I always wonder in these cases if the thieves know what they're getting...Regardless, I agree with you grassrootsphilosopher...

----------


## John Duncan

> Loars were not always held in the esteem that they are now...


does that include a fire poker through the tops?  :Grin: 

anyway, thanks for the info! Is numero uno its nickname?

----------


## AlanN

Not that I know of. It's the earliest Loar signed F-5 mandolin, to date.

----------


## G. Fisher

> Whoever it was didn't know to align the crack properly first, so the contour of the top was then more-or-less restored with some kind of wood filler. 
> Every time I've seen a picture of that mandolin I've had the urge to give it a 'proper' repair and restore some of it's dignity. I hope it is soon returned to the owner!


John, 

After all the years would it be possible to restore the top under the wood filler?

----------


## sunburst

I don't know 'what's under there', but yes, one way or another it is restoreable. The important thing though, is that it gets back to it's rightful owner!

----------


## John Duncan

> Not that I know of. It's the earliest Loar signed F-5 mandolin, to date.


Wow...
thanks for the info. That is really tough.

----------


## Scott Tichenor

Good news if true.

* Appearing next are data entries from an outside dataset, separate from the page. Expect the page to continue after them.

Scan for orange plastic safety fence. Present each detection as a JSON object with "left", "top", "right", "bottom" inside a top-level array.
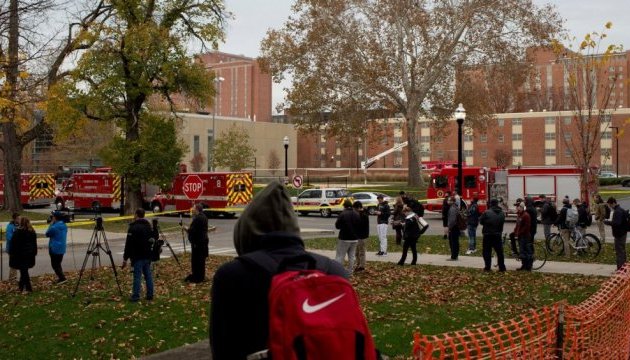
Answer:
[
  {"left": 413, "top": 264, "right": 630, "bottom": 360},
  {"left": 414, "top": 304, "right": 558, "bottom": 360},
  {"left": 563, "top": 264, "right": 630, "bottom": 360}
]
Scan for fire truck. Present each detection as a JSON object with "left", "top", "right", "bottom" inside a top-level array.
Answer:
[
  {"left": 55, "top": 168, "right": 121, "bottom": 209},
  {"left": 0, "top": 173, "right": 55, "bottom": 206},
  {"left": 151, "top": 172, "right": 253, "bottom": 218},
  {"left": 426, "top": 166, "right": 581, "bottom": 213}
]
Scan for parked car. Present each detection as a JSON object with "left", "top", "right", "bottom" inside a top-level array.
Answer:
[
  {"left": 599, "top": 171, "right": 617, "bottom": 179},
  {"left": 291, "top": 188, "right": 354, "bottom": 217},
  {"left": 352, "top": 191, "right": 393, "bottom": 215}
]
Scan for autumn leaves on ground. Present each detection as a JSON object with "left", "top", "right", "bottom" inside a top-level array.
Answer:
[{"left": 0, "top": 250, "right": 604, "bottom": 359}]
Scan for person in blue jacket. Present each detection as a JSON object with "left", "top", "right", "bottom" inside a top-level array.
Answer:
[{"left": 46, "top": 211, "right": 68, "bottom": 284}]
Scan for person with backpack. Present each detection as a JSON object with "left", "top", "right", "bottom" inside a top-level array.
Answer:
[
  {"left": 335, "top": 199, "right": 361, "bottom": 274},
  {"left": 573, "top": 199, "right": 593, "bottom": 236},
  {"left": 479, "top": 199, "right": 505, "bottom": 272},
  {"left": 512, "top": 203, "right": 534, "bottom": 271},
  {"left": 184, "top": 204, "right": 209, "bottom": 283},
  {"left": 556, "top": 197, "right": 578, "bottom": 258},
  {"left": 605, "top": 196, "right": 630, "bottom": 270},
  {"left": 209, "top": 181, "right": 375, "bottom": 360},
  {"left": 593, "top": 194, "right": 610, "bottom": 244},
  {"left": 540, "top": 194, "right": 558, "bottom": 239},
  {"left": 466, "top": 197, "right": 481, "bottom": 255},
  {"left": 376, "top": 195, "right": 392, "bottom": 256},
  {"left": 398, "top": 205, "right": 426, "bottom": 266},
  {"left": 122, "top": 209, "right": 155, "bottom": 302},
  {"left": 9, "top": 216, "right": 37, "bottom": 293},
  {"left": 352, "top": 200, "right": 370, "bottom": 271},
  {"left": 446, "top": 197, "right": 462, "bottom": 261}
]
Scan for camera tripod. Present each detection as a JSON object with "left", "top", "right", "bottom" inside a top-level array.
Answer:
[
  {"left": 72, "top": 216, "right": 122, "bottom": 297},
  {"left": 153, "top": 219, "right": 182, "bottom": 269}
]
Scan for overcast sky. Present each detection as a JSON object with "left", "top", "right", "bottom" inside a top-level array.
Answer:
[{"left": 219, "top": 0, "right": 630, "bottom": 113}]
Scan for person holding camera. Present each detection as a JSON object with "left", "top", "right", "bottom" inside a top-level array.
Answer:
[
  {"left": 46, "top": 211, "right": 68, "bottom": 284},
  {"left": 184, "top": 204, "right": 209, "bottom": 283},
  {"left": 122, "top": 209, "right": 155, "bottom": 302}
]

This Loar is now being reported as in possession of the police.

----------


## Glassweb

Excellent news... Kudos to The Cafe.

----------


## D C Blood

I'd love to hear the story of how these instruments were recovered...My wife and I had two Martins stolen about ten years back and they were recovered when the thief sold them to a local music store that specializes in buying used instruments and equipment. (and returns them to owners if they have been reported as stolen)...

----------


## BBK

Great news!  Hopefully the owner will get the instrument back with no damage.  It would be a great story if the Cafe was in some way instrumental (no pun intended) in recovering this Loar.

Bryce

----------